La route d’Egvekinot

Lever du jour, je me bricole un petit déjeuner, ma babouchka dort encore devant sa télé dans la pièce d’à côté. De quelle attente cette journée sera-t-elle donc faite ?

Je monte jeter un coup d’œil deux étages plus haut et je constate immédiatement que le mot que j’avais laissé sur la porte d’Andrey n’y est plus. Je frappe. Il ouvre, visiblement pas dans son meilleur jour. Il baragouine quelque chose, donne quelques coups de fil. Vu comme ça, on dirait que ça bouge. Il me parle de containers ; je me dis qu’il va me proposer d’expédier la moto par transporteur.

Je vais récupérer mon sac chez ma nouvelle copine d’un soir qui est bien triste de me voir partir si vite …quand je reviens chez Andrey et que je lui demande si je laisse mon sac dans la chambre, il me fait signe que non et me demande si je peux démarrer la moto, je sens la confirmation qu’il se passe vraiment quelque chose.

On retrouve les camions sur un parking à containers, sur la route de l’aéroport. Tout se renégocie très vite… Il faut trouver de quoi lever la moto pour la mettre sur le premier camion, les bagages seront dans le second et moi je voyagerai dans le troisième. Andrey emmène tout le monde faire quelques courses, nous redépose au parking, me salue, plus chiffonné que d’habitude et puis me dit qu’il retourne au lit, non sans m’avoir bien dit de prévenir les autorités.

Serait-ce ça qui aurait accéléré les choses ? Le faite que je tienne au courant mon petit fonctionnaire polyglotte a peut-être contribué à ce rebondissement, l’air contrarié d’Andrey pourrait confirmer cette hypothèse… Ici on n’aime pas les autorités, comme partout ; mais moi, je n’en suis pas bien fier, mais je me dois de protéger mes arrières.

Je vais quitter Pevek, je ne suis pas arrivé à Egvekinot pour autant.

Mon chauffeur n’est pas le plus réveillé de l’équipe.

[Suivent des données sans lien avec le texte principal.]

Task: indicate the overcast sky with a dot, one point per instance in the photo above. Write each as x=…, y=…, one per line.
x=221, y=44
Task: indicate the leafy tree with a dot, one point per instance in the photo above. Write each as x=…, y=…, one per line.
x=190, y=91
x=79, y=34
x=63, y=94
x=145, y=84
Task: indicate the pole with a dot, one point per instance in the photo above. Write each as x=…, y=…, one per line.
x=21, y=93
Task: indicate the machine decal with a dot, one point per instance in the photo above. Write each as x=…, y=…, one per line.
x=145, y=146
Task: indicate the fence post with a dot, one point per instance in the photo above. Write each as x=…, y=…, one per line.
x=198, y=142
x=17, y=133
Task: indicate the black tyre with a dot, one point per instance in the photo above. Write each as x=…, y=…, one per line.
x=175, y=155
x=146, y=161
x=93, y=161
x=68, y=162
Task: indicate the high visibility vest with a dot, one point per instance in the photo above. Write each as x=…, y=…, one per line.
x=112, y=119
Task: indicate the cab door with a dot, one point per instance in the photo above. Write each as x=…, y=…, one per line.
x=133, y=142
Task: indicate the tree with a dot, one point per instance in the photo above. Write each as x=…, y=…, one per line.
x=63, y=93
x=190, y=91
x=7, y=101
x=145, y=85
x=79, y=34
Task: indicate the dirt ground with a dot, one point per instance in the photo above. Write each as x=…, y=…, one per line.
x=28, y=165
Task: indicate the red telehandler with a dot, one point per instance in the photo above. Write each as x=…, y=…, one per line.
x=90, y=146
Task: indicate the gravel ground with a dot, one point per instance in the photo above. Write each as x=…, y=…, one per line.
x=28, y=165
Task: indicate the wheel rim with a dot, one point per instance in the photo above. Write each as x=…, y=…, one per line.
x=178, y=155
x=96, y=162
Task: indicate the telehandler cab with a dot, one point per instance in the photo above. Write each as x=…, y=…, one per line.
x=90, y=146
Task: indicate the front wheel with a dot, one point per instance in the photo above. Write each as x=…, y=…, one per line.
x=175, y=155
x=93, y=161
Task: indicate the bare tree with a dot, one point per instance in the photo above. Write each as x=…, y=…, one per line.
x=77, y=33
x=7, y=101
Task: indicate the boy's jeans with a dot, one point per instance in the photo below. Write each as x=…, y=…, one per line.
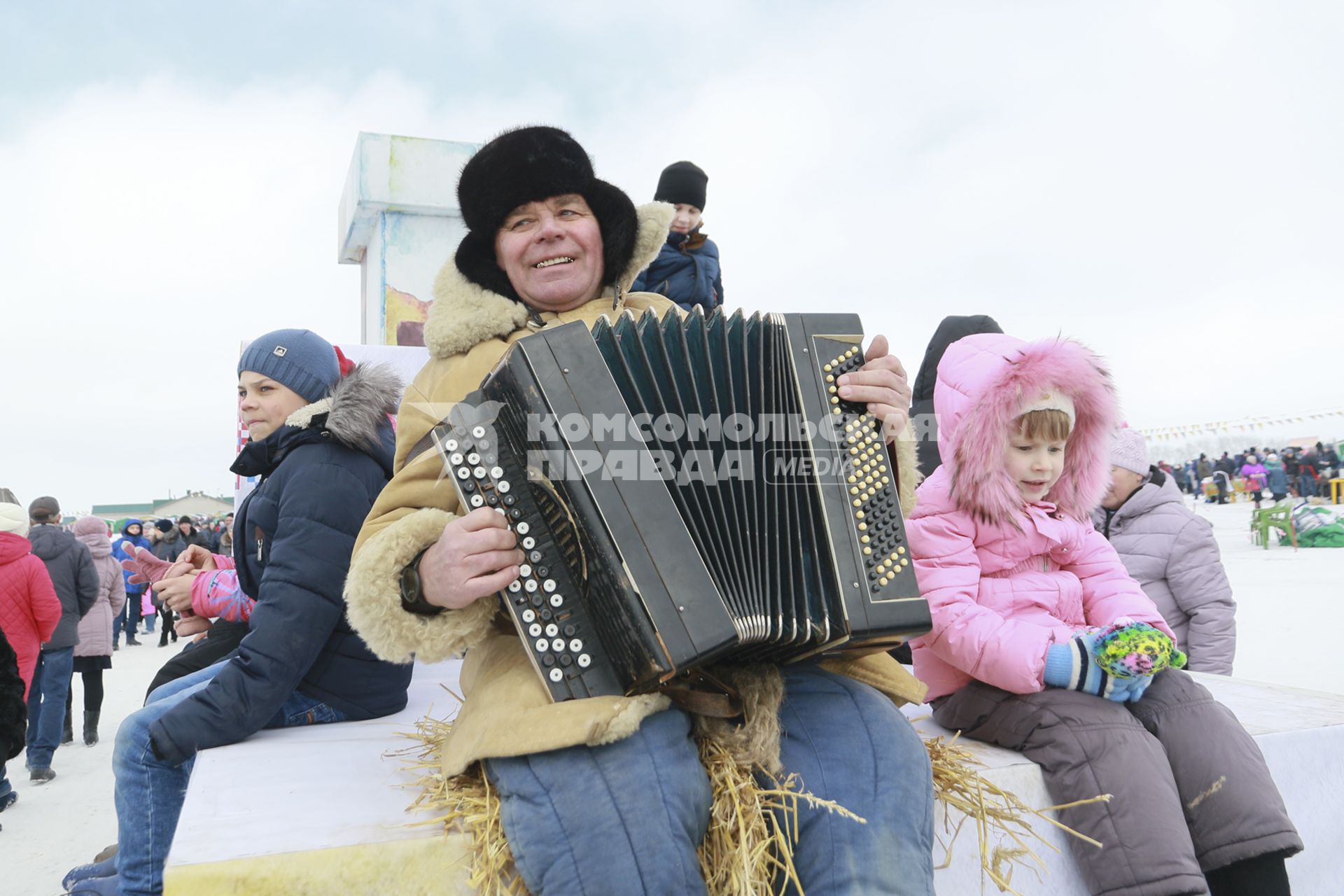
x=48, y=704
x=626, y=817
x=150, y=792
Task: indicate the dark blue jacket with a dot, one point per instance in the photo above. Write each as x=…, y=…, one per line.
x=121, y=551
x=293, y=538
x=686, y=270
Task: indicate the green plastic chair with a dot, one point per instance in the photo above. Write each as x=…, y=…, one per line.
x=1273, y=517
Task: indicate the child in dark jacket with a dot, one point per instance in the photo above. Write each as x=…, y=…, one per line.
x=1026, y=596
x=687, y=267
x=323, y=445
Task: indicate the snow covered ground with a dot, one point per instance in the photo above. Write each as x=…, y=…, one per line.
x=1287, y=601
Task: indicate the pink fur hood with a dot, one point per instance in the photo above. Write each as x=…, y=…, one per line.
x=983, y=383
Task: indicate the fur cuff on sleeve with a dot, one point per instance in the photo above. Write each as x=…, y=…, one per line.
x=374, y=597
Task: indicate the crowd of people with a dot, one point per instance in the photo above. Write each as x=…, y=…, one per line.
x=1041, y=532
x=1296, y=472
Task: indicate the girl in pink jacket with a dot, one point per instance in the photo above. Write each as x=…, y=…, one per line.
x=1021, y=584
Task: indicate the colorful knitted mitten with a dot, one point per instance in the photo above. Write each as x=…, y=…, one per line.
x=1129, y=649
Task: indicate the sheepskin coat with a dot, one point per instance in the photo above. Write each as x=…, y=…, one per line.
x=1006, y=580
x=507, y=711
x=1172, y=554
x=96, y=625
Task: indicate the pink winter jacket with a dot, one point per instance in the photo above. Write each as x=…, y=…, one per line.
x=1006, y=580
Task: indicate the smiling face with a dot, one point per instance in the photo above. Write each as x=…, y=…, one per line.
x=264, y=405
x=687, y=219
x=552, y=251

Il porte même une bonne vieille tronche de mec qui cuve depuis un bout de temps… Mais bon, on prend la route. Ce nouveau partenaire s’appelle Evgeniy. En picole, c’est un professionnel. En conduite de camion, j’en suis moins sûr. Il a un peu tendance à lâcher le volant pour exprimer vigoureusement son intense patriotisme et à rattraper le cap à l’arrache. Heureusement que ce n’est pas une route de montagne.

Après une demi-heure, nous virons vers l’Est, en quittant la route principale. Mon camion s’arrête devant un container monté sur luge stationné à côté d’un bulldozer et d’un groupe électrogène, y séjourne un petit gars bien sympathique chargé tout seul de l’entretien des routes… Et ça redébouche une bouteille de vodka, je vais me réfugier dans le camion. Une heure plus tard, mon conducteur ressortira titubant, remontera péniblement dans sa cabine après un premier vautrage dans la neige. Le petit gars me dit de ne pas m’inquiéter, que tout est normal… Je n’en suis pas totalement certain…

Ou alors, je vais devoir affronter cette normalité là et ça risque de ne pas être simple.On roulera comme ça une heure ou deux ou trois, jusqu’à ce qu’Egeniy me dise que je peux dormir sur toute la banquette. Il a un apéro chez le voisin.Il est vrai que je me demandais depuis le début du trajet où et comment j’allais dormir. Dans ces vieux camions Ural, il n’y a pas de couchette… Maintenant je suis rassuré, je risque même de passer une excellente nuit… Dans un camion, ça ne s’est jamais produit et dans celui-ci, c’est une sacrément bonne surprise.